The farm will always have a special place in my heart and mind, but is also a place we will likely not revisit. The buildings are old and leaning, showing the effects of the relentlessness of time and our Saskatchewan weather. There is very little left there, and accessing the yard is a difficult task as the road has long been reclaimed by nature. Eventually it will all be gone, and much like my strong father, it will be but a memory, and a happy one at that.

On the day of our final visit, 15 of us made our way down the winding, dusty country roads until we arrived at the closest access point to the yard. Some of us walked, some of us were transported by my brother in his rugged Jeep. The tall grass was thick and tangled, and the prairie bush made the trek slow and difficult. We could see the old house in the distance, and knew our destination, however many of us selected different paths to follow. While most people went in small groups, either in Brad’s Jeep or on on foot, I elected to walk alone. This was a time for me to reflect on the many visits I had made with dad to the farm. Those were cherished memories, and I wanted to be alone with them in the summer sun, and as I walked I could feel him with me.

The old schoolhouse on our land. What was learning like then?

So much of what we do on a daily basis at school involves a journey towards a destination. Last week I was reminded of the importance of #choice. I got to spend time in Briane’s Biology 30 class as they were presenting their interpretations of plant and animal cells. As I watched and listened, I recalled how I learned about the parts of a cell when I was a teenager. I remember the black line master with blanks and arrows pointing to parts of the animal cell. We were to fill in the blanks and color the cell to show the teacher we could identify the different parts. I recall that every student in my Biology class had the exact same assignment, with the exact same expectations. Now, I do not fault our teacher, he was doing what he felt was best at the time, but I think about how much our students enjoyed this learning task, and began to wonder what I would have created had I been given the opportunity to do this project.

A cell is like a zoo.

After the presentations were complete, I asked a few students about their projects. I wondered how they felt about learning in this way. They all said it was very hard work, but they really enjoyed it. They all said that they enjoyed the freedom to choose and appreciated the clarity of the instructions. They all knew the destination, but were free to choose their path. I asked the students if they felt this way of learning was more effective than labeling and coloring a worksheet, and all of them agreed it was. Activities like this reflect the power in choice and the freedom that is inherently part of MPSC.
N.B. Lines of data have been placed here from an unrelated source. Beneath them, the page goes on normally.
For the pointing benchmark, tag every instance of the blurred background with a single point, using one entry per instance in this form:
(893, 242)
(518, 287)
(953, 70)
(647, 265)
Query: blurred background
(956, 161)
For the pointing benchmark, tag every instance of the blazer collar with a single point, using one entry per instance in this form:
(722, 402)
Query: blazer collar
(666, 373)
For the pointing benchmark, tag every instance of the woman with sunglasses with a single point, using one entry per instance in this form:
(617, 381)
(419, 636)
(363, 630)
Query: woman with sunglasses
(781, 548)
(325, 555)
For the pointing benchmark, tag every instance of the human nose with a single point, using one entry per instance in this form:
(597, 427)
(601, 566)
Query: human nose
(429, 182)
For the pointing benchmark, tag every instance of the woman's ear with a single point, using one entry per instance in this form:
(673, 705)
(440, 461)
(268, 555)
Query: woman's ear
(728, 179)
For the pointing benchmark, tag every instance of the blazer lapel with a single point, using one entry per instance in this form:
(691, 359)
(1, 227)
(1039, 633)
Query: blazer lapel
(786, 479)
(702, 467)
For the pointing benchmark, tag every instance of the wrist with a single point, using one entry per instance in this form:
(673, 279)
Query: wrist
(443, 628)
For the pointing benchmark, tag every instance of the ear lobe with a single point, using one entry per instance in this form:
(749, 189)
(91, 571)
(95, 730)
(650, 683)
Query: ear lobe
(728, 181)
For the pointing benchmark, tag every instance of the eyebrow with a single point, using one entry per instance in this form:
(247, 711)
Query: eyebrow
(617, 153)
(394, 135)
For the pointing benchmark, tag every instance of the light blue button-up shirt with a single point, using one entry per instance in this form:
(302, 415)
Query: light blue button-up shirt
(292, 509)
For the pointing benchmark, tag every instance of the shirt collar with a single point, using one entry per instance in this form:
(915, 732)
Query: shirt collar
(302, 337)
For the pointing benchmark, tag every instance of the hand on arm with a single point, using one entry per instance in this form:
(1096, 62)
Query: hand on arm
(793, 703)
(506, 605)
We are seeing more and more of this choice in our learning. I think about the various projects being created in Dan, Marla, and Krisinda’s classes. I think about the different books being read in our classrooms as novel studies are now becoming the exception, not the norm. I think about the choices Trace is building into his math lessons as students choose the best environment in which they learn. I think about the choice I see in Jesse’s Entrepreneurship class as students choose their own businesses to run. I think about the choice I see in our science classes as kids choose how they would like to be assessed. I think about the choice I see as teachers invite guests into their room to share their expertise. I think about choice.
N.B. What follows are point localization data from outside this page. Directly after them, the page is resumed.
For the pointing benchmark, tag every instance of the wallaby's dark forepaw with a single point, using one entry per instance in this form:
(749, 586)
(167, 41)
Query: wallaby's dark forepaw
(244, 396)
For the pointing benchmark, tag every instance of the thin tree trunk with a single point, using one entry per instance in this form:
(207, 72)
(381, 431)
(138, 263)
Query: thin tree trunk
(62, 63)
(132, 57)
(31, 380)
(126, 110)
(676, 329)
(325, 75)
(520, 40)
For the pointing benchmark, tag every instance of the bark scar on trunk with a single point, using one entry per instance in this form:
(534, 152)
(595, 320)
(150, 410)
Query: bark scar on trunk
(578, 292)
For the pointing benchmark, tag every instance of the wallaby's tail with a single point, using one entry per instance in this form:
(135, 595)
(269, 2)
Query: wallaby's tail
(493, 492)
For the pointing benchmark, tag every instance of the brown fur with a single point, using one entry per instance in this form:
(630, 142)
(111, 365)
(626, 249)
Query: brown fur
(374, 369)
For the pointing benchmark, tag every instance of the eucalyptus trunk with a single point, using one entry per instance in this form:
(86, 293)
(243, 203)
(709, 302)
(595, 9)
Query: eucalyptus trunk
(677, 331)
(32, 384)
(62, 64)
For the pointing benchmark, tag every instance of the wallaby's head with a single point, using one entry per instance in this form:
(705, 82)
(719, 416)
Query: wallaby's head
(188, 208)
When we offer ourselves and our students the freedom to arrive at a clear destination, we honor them as learners. Some of them will choose to travel in groups, just as some of my family members did at the farm. Others will choose to travel alone. It is our job to help them see the destination, the house on the hill, and to be there for them should they need our help.
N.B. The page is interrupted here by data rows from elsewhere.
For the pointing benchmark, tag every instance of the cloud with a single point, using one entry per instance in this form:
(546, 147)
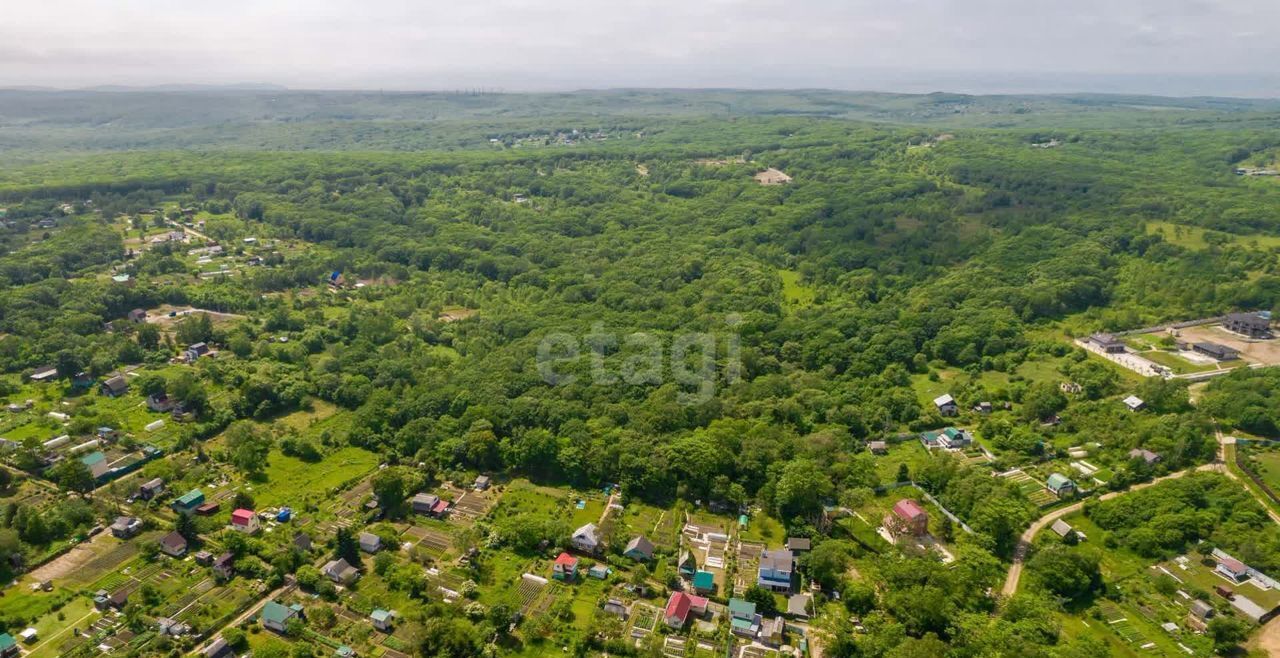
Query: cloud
(538, 44)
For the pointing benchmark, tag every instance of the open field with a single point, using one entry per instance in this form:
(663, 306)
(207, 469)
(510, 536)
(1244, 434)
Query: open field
(291, 480)
(1194, 237)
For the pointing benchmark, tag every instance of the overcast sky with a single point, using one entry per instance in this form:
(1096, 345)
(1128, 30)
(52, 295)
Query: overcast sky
(1176, 46)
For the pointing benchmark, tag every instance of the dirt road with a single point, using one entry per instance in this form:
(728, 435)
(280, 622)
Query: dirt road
(251, 611)
(1024, 542)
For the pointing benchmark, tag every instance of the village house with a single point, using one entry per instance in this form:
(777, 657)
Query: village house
(586, 539)
(126, 526)
(218, 649)
(1063, 529)
(188, 502)
(275, 617)
(776, 570)
(173, 544)
(772, 177)
(639, 549)
(1233, 570)
(96, 464)
(424, 502)
(160, 403)
(245, 521)
(8, 647)
(151, 488)
(195, 351)
(172, 627)
(946, 405)
(800, 606)
(1107, 343)
(906, 519)
(114, 387)
(565, 567)
(1144, 455)
(224, 566)
(370, 543)
(680, 607)
(339, 571)
(1252, 325)
(382, 620)
(946, 438)
(1060, 485)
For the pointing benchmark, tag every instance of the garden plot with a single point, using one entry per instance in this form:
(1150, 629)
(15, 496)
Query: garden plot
(1032, 488)
(1125, 629)
(433, 540)
(644, 620)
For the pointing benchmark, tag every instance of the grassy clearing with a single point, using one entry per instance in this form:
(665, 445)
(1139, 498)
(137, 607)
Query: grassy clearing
(289, 480)
(1176, 362)
(1198, 238)
(1269, 467)
(795, 292)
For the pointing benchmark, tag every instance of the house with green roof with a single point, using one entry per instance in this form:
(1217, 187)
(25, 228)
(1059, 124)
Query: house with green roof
(188, 502)
(96, 464)
(275, 616)
(383, 620)
(704, 583)
(743, 618)
(947, 439)
(1061, 485)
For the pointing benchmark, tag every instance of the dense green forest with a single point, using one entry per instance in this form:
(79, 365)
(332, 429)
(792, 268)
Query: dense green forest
(959, 240)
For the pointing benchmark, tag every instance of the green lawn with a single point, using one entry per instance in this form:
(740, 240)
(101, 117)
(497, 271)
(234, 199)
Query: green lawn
(1193, 237)
(795, 292)
(289, 480)
(1267, 467)
(1176, 362)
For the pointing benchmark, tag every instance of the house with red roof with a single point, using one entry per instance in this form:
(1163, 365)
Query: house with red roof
(681, 606)
(245, 521)
(565, 567)
(908, 519)
(1233, 569)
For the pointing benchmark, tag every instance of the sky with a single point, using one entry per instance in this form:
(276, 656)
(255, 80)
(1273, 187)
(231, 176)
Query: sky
(1153, 46)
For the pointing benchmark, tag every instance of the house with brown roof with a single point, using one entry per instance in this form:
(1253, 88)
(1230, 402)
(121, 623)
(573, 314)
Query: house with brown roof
(173, 544)
(908, 517)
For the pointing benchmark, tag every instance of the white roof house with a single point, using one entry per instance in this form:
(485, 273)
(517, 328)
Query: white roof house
(586, 538)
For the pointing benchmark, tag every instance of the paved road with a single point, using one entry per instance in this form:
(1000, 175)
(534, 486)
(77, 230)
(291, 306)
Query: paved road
(1024, 542)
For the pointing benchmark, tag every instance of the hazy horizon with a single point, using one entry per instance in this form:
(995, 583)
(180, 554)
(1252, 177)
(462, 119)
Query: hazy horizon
(1178, 48)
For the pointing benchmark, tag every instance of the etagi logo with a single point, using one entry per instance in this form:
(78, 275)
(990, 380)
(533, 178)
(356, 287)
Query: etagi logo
(698, 361)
The question I will leave you with this week is this: how are you creating choice for your students in your class, and how do their choices help you develop a deeper understanding of who they are as learners?

Here is what is on the horizon this week:


  • staff learning meeting (presentations by Trace, Katharine, and Sharlene


  • classroom visits: what does choice look like in our learning?


  • Regional KidsFirst Language and Literacy Program for parents with kids 0 – 6 years old. Jesse & I may be running back and forth between the school and Zoar Church for the morning
  • classroom visits: what does choice look like in our learning?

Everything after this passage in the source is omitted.